At Pastelaria Portuguesa in Warwick our best selling cake is the Pastel de Nata or better known as Pasteis de Nata and many people often ask us about the history of this delicious cake.
Pastéis de nata were created before the 18th century by Catholic monks at the Jerónimos Monastery (Portuguese: Mosteiro dos Jerónimos) in the civil parish of Santa Maria de Belém, in Lisbon.These monks were originally based in France where these pastries could be found in local bakeries.
At the time, convents and monasteries used large quantities of egg-whites for starching clothes, such as nuns' habits. It was quite common for monasteries and convents to use the leftover egg yolks to make cakes and pastries, resulting in the proliferation of sweet pastry recipes throughout the country.

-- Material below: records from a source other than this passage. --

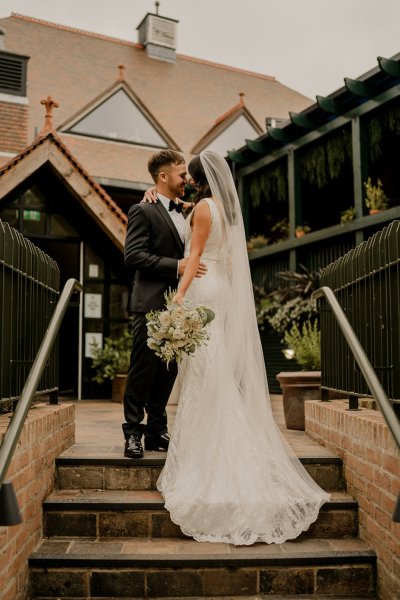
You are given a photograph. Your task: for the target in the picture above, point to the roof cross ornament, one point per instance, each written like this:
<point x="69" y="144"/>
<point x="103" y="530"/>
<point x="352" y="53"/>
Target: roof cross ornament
<point x="50" y="105"/>
<point x="121" y="76"/>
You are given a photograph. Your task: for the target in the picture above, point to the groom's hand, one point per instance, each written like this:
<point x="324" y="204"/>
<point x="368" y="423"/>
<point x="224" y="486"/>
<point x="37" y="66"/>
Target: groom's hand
<point x="201" y="269"/>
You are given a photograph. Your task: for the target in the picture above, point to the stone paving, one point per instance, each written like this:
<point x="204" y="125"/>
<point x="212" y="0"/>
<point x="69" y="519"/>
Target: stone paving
<point x="98" y="430"/>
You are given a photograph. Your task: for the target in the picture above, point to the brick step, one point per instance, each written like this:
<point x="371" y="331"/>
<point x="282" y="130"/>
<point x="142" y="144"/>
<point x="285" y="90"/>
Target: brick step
<point x="113" y="513"/>
<point x="114" y="472"/>
<point x="257" y="597"/>
<point x="150" y="568"/>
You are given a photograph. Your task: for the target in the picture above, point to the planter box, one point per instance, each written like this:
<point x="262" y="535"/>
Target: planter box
<point x="296" y="388"/>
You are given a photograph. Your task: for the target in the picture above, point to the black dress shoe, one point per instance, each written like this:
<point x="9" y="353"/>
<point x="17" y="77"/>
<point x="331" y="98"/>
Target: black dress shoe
<point x="133" y="447"/>
<point x="157" y="442"/>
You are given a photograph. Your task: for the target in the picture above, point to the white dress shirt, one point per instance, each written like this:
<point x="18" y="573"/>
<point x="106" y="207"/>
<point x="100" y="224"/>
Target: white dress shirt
<point x="177" y="218"/>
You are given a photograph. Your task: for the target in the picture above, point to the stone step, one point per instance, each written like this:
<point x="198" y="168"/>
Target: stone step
<point x="113" y="513"/>
<point x="114" y="472"/>
<point x="257" y="597"/>
<point x="147" y="568"/>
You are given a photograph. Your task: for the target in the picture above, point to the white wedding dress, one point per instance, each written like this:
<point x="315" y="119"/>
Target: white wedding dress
<point x="229" y="475"/>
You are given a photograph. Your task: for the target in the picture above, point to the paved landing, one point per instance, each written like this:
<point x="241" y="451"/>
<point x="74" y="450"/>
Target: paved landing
<point x="99" y="433"/>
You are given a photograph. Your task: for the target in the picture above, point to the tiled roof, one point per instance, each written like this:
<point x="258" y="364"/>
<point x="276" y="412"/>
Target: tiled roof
<point x="222" y="122"/>
<point x="118" y="230"/>
<point x="186" y="97"/>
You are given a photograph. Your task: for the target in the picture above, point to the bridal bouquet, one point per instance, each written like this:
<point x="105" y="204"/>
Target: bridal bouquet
<point x="177" y="329"/>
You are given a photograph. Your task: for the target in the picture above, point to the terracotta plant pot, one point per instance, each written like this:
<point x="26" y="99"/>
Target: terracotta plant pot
<point x="298" y="386"/>
<point x="118" y="388"/>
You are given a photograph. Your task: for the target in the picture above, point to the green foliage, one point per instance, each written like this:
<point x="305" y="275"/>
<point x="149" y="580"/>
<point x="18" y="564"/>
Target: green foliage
<point x="256" y="241"/>
<point x="113" y="359"/>
<point x="306" y="344"/>
<point x="387" y="122"/>
<point x="271" y="183"/>
<point x="290" y="303"/>
<point x="280" y="230"/>
<point x="323" y="161"/>
<point x="376" y="198"/>
<point x="348" y="215"/>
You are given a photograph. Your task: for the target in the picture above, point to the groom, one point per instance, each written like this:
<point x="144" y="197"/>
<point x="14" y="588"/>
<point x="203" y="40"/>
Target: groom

Following the extinction of the religious orders and in the face of the impending closure of many of the convents and monasteries in the aftermath of the Liberal Revolution of 1820, the monks started selling pastéis de nata at a nearby sugar refinery to bring in some revenue. In 1834, the monastery was closed and the recipe was sold to the sugar refinery, whose owners in 1837 opened the Fábrica de Pastéis de Belém. The descendants own the business to this day
Many people tell us that ours at Pastelaria Portuguesa are as good as they have tasted in Portugal and something we are very proud off.